Gulag was a monumental account of the Soviet labour camp system, a chain of prisons that by Solzhenitsyn’s calculation some 60 million people had entered during the 20th century. The book led to his expulsion from his native land. George F. Kennan, the American diplomat, described it as "the greatest and most powerful single indictment of a political regime ever to be levelled in modern times."
Solzhenitsyn was heir to a morally focused and often prophetic Russian literary tradition, and he looked the part. He returned to Russia and deplored what he considered its spiritual decline, but in the last years of his life he embraced the former president, Mr Vladimir V. Putin as a restorer of Russia’s greatness. In almost half a century, more than 30 million of his books have been sold worldwide and translated into some 40 languages.
In 1970 he was awarded the Nobel Prize in Literature. Mr Solzhenitsyn owed his initial success to Khrushchev’s decision to allow Ivan Denisovich to be published in a popular journal. Khrushchev believed its publication would advance the liberal line he had promoted since his secret speech in 1956 on the crimes of Stalin.
But soon after the story appeared, Khrushchev was replaced by hard-liners, and they campaigned to silence its author. But their iron grip could not contain Mr Solzhenitsyn’s reach. By then his works were appearing outside the Soviet Union, in many languages, and he was being compared not only to Russia’s literary giants but also to Stalin’s literary victims.
At home, the Kremlin stepped up its campaign by expelling Mr Solzhenitsyn from the Writer’s Union.
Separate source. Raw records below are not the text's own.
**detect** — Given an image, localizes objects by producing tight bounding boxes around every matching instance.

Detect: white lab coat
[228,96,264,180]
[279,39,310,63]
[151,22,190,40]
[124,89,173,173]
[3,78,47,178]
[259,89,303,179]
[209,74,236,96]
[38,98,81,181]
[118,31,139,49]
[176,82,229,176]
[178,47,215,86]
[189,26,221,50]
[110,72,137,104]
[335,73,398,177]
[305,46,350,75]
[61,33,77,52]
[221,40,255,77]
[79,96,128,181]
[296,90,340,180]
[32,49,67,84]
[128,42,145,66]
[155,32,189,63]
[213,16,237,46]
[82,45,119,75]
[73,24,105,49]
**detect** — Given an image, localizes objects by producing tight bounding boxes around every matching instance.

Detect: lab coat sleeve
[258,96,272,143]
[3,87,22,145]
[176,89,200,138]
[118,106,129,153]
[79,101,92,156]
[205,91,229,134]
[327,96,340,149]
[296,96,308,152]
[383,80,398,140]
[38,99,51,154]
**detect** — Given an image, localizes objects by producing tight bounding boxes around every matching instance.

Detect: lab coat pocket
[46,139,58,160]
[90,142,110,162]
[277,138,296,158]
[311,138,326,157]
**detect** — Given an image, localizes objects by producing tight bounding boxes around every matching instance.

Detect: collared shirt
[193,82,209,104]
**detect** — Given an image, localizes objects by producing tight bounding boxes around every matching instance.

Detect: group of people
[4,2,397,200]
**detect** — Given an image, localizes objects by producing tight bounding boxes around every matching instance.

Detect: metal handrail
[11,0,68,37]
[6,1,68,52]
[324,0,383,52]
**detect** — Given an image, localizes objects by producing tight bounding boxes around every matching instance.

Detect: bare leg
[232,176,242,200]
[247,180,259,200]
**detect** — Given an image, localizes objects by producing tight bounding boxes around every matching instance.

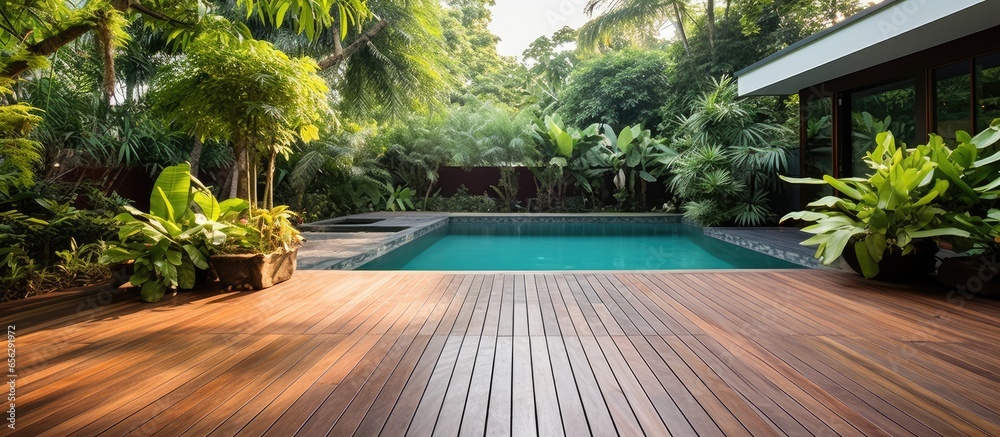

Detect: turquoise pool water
[358,222,799,270]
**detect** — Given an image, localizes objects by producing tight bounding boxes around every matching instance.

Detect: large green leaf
[149,163,191,222]
[823,175,861,200]
[177,262,195,289]
[139,281,167,302]
[556,132,573,158]
[194,189,222,221]
[617,127,635,153]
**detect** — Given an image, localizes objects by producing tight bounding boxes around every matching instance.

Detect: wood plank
[528,335,560,436]
[510,336,538,436]
[459,337,497,436]
[486,337,514,436]
[430,336,480,436]
[545,337,592,436]
[406,335,463,436]
[11,270,1000,436]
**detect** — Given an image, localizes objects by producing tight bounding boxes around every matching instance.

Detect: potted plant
[211,205,304,290]
[937,119,1000,295]
[100,163,246,302]
[781,132,969,280]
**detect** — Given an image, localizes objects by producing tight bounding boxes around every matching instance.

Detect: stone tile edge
[323,217,449,270]
[702,228,825,269]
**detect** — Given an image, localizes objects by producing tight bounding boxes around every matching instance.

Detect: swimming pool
[357,221,801,271]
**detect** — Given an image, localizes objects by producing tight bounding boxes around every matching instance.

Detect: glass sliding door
[842,80,917,176]
[976,52,1000,132]
[799,97,834,199]
[932,61,972,145]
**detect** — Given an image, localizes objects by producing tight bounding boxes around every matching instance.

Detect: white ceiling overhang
[736,0,1000,96]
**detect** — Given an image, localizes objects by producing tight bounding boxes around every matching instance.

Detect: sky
[490,0,588,59]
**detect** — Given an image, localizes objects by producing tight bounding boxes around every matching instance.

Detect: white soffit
[736,0,1000,96]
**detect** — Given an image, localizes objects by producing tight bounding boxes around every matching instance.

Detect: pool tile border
[702,228,825,269]
[304,213,823,270]
[324,217,449,270]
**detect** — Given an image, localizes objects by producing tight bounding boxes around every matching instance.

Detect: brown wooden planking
[767,338,933,435]
[651,335,777,435]
[524,275,551,336]
[428,336,480,436]
[530,335,565,436]
[486,336,514,436]
[330,276,458,435]
[566,337,645,436]
[459,337,497,436]
[355,276,473,435]
[601,336,700,436]
[381,277,475,435]
[290,276,450,435]
[20,336,236,435]
[623,336,728,436]
[3,271,1000,435]
[841,338,1000,423]
[510,336,538,437]
[802,338,968,435]
[545,337,596,436]
[406,335,463,436]
[583,337,672,435]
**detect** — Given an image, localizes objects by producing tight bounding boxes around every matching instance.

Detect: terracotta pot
[843,240,939,282]
[937,256,1000,296]
[211,249,298,290]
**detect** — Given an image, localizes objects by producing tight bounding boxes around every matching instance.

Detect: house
[736,0,1000,205]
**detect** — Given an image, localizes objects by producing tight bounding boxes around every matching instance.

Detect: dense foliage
[0,0,876,296]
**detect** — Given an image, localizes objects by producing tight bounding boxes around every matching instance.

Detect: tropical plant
[532,115,607,209]
[670,76,790,226]
[782,132,969,278]
[150,23,331,208]
[222,205,303,254]
[385,184,414,211]
[558,49,673,133]
[579,0,688,52]
[0,78,42,195]
[490,167,520,212]
[101,163,248,302]
[604,125,677,209]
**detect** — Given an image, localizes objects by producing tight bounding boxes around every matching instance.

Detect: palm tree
[579,0,688,54]
[242,0,448,117]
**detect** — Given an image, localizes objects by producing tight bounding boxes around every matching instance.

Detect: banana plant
[531,115,606,206]
[604,125,677,207]
[385,182,413,211]
[100,163,248,302]
[781,132,969,278]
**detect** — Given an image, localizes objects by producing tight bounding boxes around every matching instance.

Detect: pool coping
[298,212,823,271]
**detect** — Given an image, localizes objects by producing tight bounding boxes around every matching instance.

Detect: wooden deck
[0,271,1000,436]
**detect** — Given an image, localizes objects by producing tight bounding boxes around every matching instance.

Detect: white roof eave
[736,0,1000,96]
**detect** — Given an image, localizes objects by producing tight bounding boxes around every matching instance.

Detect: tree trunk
[229,141,249,200]
[673,1,691,55]
[264,147,278,209]
[97,18,115,106]
[317,19,389,70]
[705,0,715,49]
[188,135,205,177]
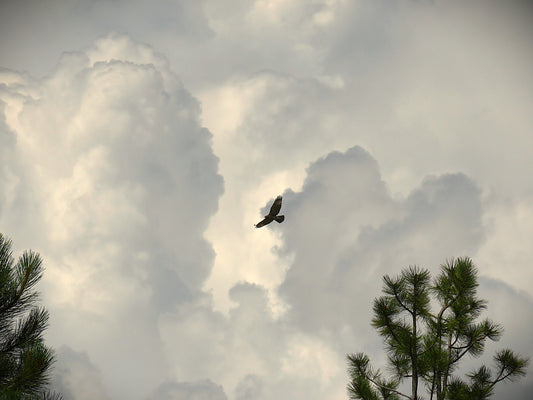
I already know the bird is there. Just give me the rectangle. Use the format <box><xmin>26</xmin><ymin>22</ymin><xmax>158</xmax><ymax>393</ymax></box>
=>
<box><xmin>254</xmin><ymin>196</ymin><xmax>285</xmax><ymax>228</ymax></box>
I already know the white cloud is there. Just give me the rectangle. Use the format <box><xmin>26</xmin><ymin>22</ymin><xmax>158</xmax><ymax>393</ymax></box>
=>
<box><xmin>1</xmin><ymin>35</ymin><xmax>222</xmax><ymax>398</ymax></box>
<box><xmin>0</xmin><ymin>0</ymin><xmax>533</xmax><ymax>400</ymax></box>
<box><xmin>51</xmin><ymin>345</ymin><xmax>109</xmax><ymax>400</ymax></box>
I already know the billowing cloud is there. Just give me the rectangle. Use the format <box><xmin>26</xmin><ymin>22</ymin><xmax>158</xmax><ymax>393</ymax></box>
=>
<box><xmin>1</xmin><ymin>34</ymin><xmax>223</xmax><ymax>398</ymax></box>
<box><xmin>0</xmin><ymin>0</ymin><xmax>533</xmax><ymax>400</ymax></box>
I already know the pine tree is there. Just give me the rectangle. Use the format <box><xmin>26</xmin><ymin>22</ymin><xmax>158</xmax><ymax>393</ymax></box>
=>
<box><xmin>348</xmin><ymin>258</ymin><xmax>529</xmax><ymax>400</ymax></box>
<box><xmin>0</xmin><ymin>233</ymin><xmax>61</xmax><ymax>400</ymax></box>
He fought back. He succeeded in having microfilms of his banned manuscripts smuggled out of the Soviet Union. He addressed petitions to government organs, wrote open letters, rallied support among friends and artists, and corresponded with people abroad.
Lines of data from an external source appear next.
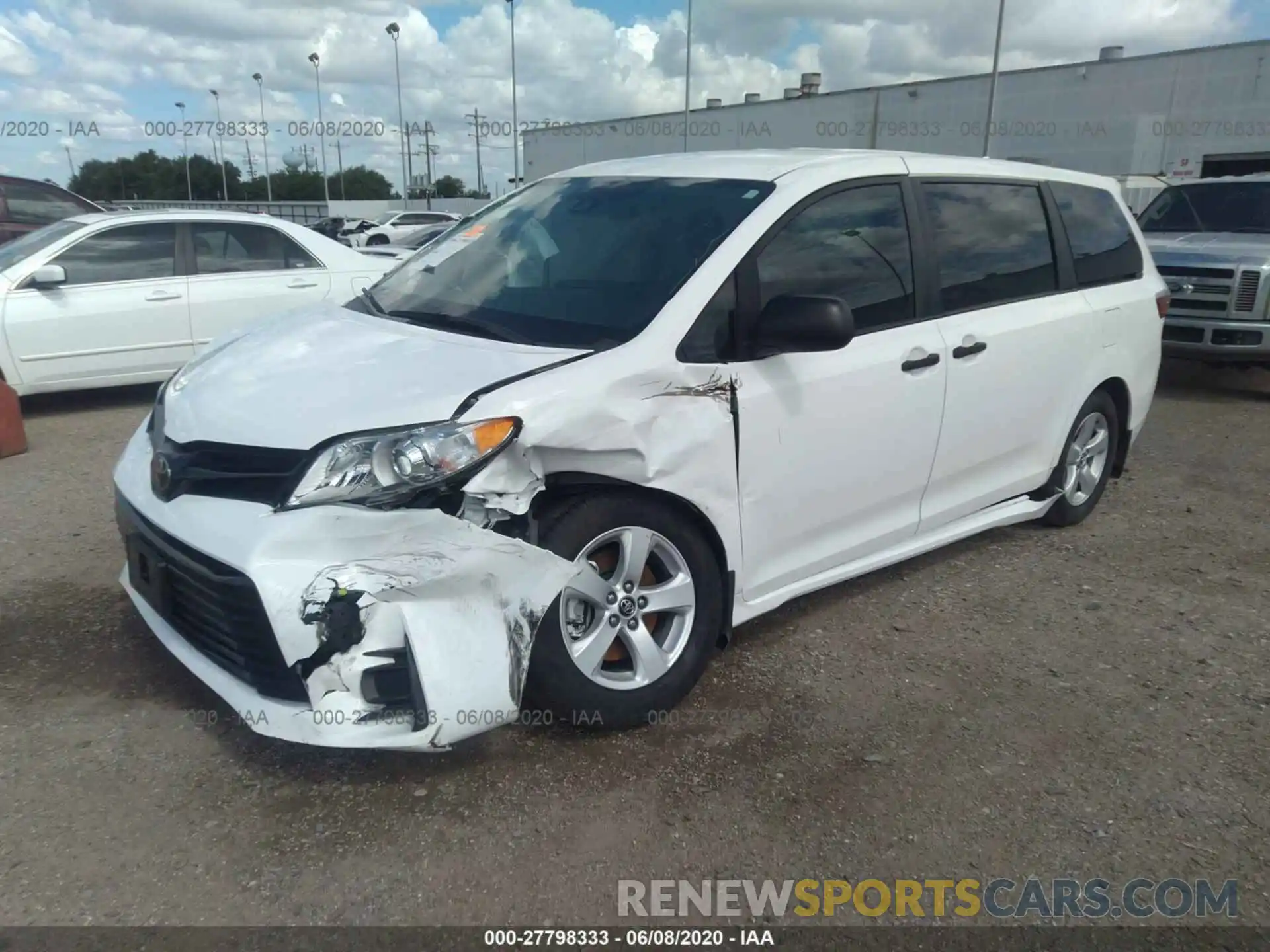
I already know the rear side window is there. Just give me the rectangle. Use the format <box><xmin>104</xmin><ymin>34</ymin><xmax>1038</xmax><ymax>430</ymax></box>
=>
<box><xmin>1049</xmin><ymin>182</ymin><xmax>1142</xmax><ymax>288</ymax></box>
<box><xmin>922</xmin><ymin>182</ymin><xmax>1058</xmax><ymax>312</ymax></box>
<box><xmin>50</xmin><ymin>222</ymin><xmax>177</xmax><ymax>284</ymax></box>
<box><xmin>190</xmin><ymin>223</ymin><xmax>321</xmax><ymax>274</ymax></box>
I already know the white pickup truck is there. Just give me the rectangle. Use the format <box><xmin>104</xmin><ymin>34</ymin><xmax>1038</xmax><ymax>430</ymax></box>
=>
<box><xmin>1138</xmin><ymin>175</ymin><xmax>1270</xmax><ymax>368</ymax></box>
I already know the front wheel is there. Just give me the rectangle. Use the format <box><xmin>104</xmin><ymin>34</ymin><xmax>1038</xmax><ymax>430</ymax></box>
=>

They turned his struggles into one of the most celebrated cases of the cold war period.
That position was confirmed when he was awarded the 1970 Nobel Prize in the face of Moscow’s protests. The Nobel jurists cited him for "the ethical force with which he has pursued the indispensable traditions of Russian literature."
Solzhenitsyn dared not travel to Stockholm to accept the prize for fear that the Soviet authorities would prevent him from returning. But his acceptance address was circulated widely.
By this time, Solzhenitsyn had completed his own massive attempt at truthfulness, The Gulag Archipelago.